Lees meer over cascade diergeneesmiddelen (website RVO)
Een dierenarts mag overigens alleen diergeneesmiddelen voorschrijven of toedienen als er een klinische diagnose is gesteld of de dierenarts op een andere behoorlijke manier de gezondheidstoestand heeft beoordeeld. Alvorens een geneesmiddel wordt toegediend moet hij/zij onder andere controleren of in het paspoort en op de digitale databank is aangegeven of het paard wel of niet bestemd is voor de slacht voor menselijke consumptie.
Als paarden die nog niet uitgesloten zijn voor de menselijke consumptie geneesmiddelen toegediend krijgen met een wachttijd van 6 maanden, of geneesmiddelen waardoor het niet meer geslacht mag worden, moet dit door de dierenarts in het paardenpaspoort genoteerd worden.
Verplichtingen rond diergeneesmiddelengebruik
Voor wie gelden verplichtingen?
Ben je houder van een paard dat bestemd is voor menselijke consumptie? Dan gelden deze regels:
- Je houdt een registratie bij van de diergeneesmiddelen die je aan je paard toedient.
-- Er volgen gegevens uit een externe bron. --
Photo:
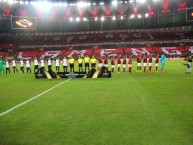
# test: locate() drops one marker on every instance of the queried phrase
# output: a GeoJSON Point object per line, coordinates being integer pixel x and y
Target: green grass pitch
{"type": "Point", "coordinates": [127, 109]}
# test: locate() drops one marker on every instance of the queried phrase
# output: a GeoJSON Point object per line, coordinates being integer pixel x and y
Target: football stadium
{"type": "Point", "coordinates": [96, 72]}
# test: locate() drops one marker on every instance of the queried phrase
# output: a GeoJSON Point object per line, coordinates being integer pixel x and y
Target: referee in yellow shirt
{"type": "Point", "coordinates": [71, 62]}
{"type": "Point", "coordinates": [80, 62]}
{"type": "Point", "coordinates": [86, 61]}
{"type": "Point", "coordinates": [93, 62]}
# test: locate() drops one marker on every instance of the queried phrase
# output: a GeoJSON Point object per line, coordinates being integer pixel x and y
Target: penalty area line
{"type": "Point", "coordinates": [29, 100]}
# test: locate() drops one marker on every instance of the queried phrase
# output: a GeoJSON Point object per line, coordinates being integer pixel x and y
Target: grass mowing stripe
{"type": "Point", "coordinates": [23, 103]}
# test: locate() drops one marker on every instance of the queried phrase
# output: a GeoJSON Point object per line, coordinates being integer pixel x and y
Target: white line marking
{"type": "Point", "coordinates": [23, 103]}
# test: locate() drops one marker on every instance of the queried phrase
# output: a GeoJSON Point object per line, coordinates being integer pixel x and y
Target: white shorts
{"type": "Point", "coordinates": [130, 65]}
{"type": "Point", "coordinates": [100, 64]}
{"type": "Point", "coordinates": [106, 65]}
{"type": "Point", "coordinates": [138, 64]}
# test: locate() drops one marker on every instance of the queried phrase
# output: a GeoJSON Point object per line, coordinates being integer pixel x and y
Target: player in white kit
{"type": "Point", "coordinates": [57, 64]}
{"type": "Point", "coordinates": [65, 64]}
{"type": "Point", "coordinates": [36, 64]}
{"type": "Point", "coordinates": [14, 65]}
{"type": "Point", "coordinates": [42, 63]}
{"type": "Point", "coordinates": [49, 64]}
{"type": "Point", "coordinates": [22, 66]}
{"type": "Point", "coordinates": [28, 66]}
{"type": "Point", "coordinates": [7, 67]}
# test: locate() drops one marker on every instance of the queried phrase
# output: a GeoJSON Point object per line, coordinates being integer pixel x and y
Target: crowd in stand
{"type": "Point", "coordinates": [144, 63]}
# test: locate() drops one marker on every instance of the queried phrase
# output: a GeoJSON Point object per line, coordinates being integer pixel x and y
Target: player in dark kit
{"type": "Point", "coordinates": [124, 63]}
{"type": "Point", "coordinates": [139, 63]}
{"type": "Point", "coordinates": [106, 62]}
{"type": "Point", "coordinates": [100, 60]}
{"type": "Point", "coordinates": [112, 63]}
{"type": "Point", "coordinates": [150, 63]}
{"type": "Point", "coordinates": [145, 62]}
{"type": "Point", "coordinates": [119, 63]}
{"type": "Point", "coordinates": [80, 63]}
{"type": "Point", "coordinates": [130, 63]}
{"type": "Point", "coordinates": [156, 62]}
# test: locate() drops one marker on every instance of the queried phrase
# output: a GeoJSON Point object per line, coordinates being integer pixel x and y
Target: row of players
{"type": "Point", "coordinates": [146, 59]}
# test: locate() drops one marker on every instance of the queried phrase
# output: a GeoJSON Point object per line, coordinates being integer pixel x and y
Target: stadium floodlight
{"type": "Point", "coordinates": [81, 4]}
{"type": "Point", "coordinates": [77, 19]}
{"type": "Point", "coordinates": [26, 2]}
{"type": "Point", "coordinates": [71, 19]}
{"type": "Point", "coordinates": [141, 1]}
{"type": "Point", "coordinates": [33, 3]}
{"type": "Point", "coordinates": [114, 2]}
{"type": "Point", "coordinates": [21, 2]}
{"type": "Point", "coordinates": [147, 15]}
{"type": "Point", "coordinates": [101, 3]}
{"type": "Point", "coordinates": [84, 19]}
{"type": "Point", "coordinates": [132, 16]}
{"type": "Point", "coordinates": [10, 1]}
{"type": "Point", "coordinates": [102, 18]}
{"type": "Point", "coordinates": [139, 16]}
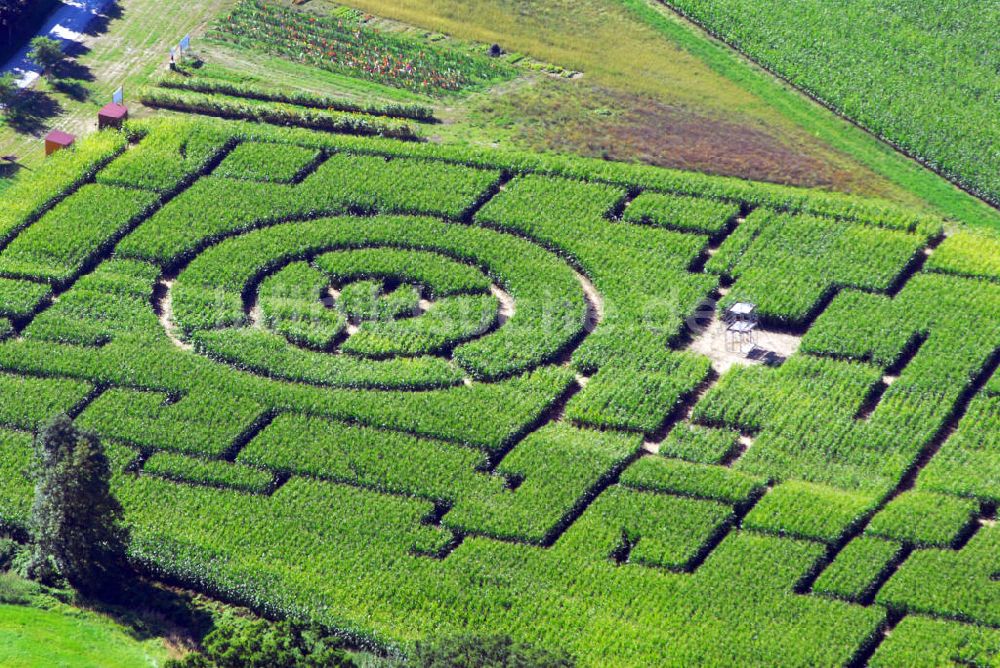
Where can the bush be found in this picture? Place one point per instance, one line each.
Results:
(77, 525)
(15, 590)
(486, 652)
(238, 642)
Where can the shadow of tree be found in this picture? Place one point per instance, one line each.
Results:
(151, 610)
(72, 88)
(9, 168)
(99, 24)
(32, 109)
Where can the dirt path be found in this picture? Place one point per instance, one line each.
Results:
(166, 316)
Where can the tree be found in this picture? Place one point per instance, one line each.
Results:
(46, 53)
(77, 525)
(486, 652)
(8, 90)
(238, 642)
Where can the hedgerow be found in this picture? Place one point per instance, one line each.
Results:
(111, 301)
(27, 198)
(279, 163)
(213, 473)
(967, 253)
(923, 641)
(959, 584)
(626, 396)
(297, 97)
(165, 160)
(701, 445)
(648, 529)
(924, 519)
(389, 461)
(687, 214)
(19, 298)
(786, 265)
(805, 510)
(678, 477)
(261, 111)
(270, 355)
(446, 323)
(289, 302)
(782, 198)
(16, 492)
(37, 399)
(856, 570)
(560, 468)
(440, 275)
(74, 232)
(409, 496)
(965, 465)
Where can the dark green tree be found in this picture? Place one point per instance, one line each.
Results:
(238, 642)
(47, 53)
(77, 525)
(500, 651)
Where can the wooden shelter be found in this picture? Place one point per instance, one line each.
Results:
(58, 140)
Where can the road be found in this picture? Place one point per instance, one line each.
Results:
(66, 24)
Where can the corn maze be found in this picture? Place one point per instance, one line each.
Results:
(404, 389)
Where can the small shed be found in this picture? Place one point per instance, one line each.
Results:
(112, 115)
(57, 140)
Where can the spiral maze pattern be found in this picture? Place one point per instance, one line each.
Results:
(404, 395)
- Je bewaart de kopieën van het diergeneeskundig voorschrift van de dierenarts (visitebrief en logboekformulier).
- Je bewaart alle gegevens minstens 5 jaar.
Bij het gebruik van diergeneesmiddelen met een wachttijd van 6 maanden tekent de dierenarts dit aan in het paardenpaspoort.
Houders van paarden die niet meer voor de humane consumptie zijn bestemd hoeven geen administratie van het diergeneesmiddelengebruik bij te houden.
Tot slot
De informatie in dit artikel is met de grootst mogelijke zorg gerealiseerd met de KNMvD (Koninklijke Nederlandse Maatschappij voor Diergeneeskunde) en samengesteld en gebaseerd op de informatie van de Rijksoverheid.nl, de RVO, de NVWA, het postacademisch onderwijs voor paardendierenartsen, als ook KNHS en FEI. Aan dit artikel kunnen geen rechten worden ontleend.
Tot slot willen we benadrukken dat de regels niet door ons zijn vastgesteld en de overheid voor specifieke situaties of meer informatie de aangewezen organisatie is.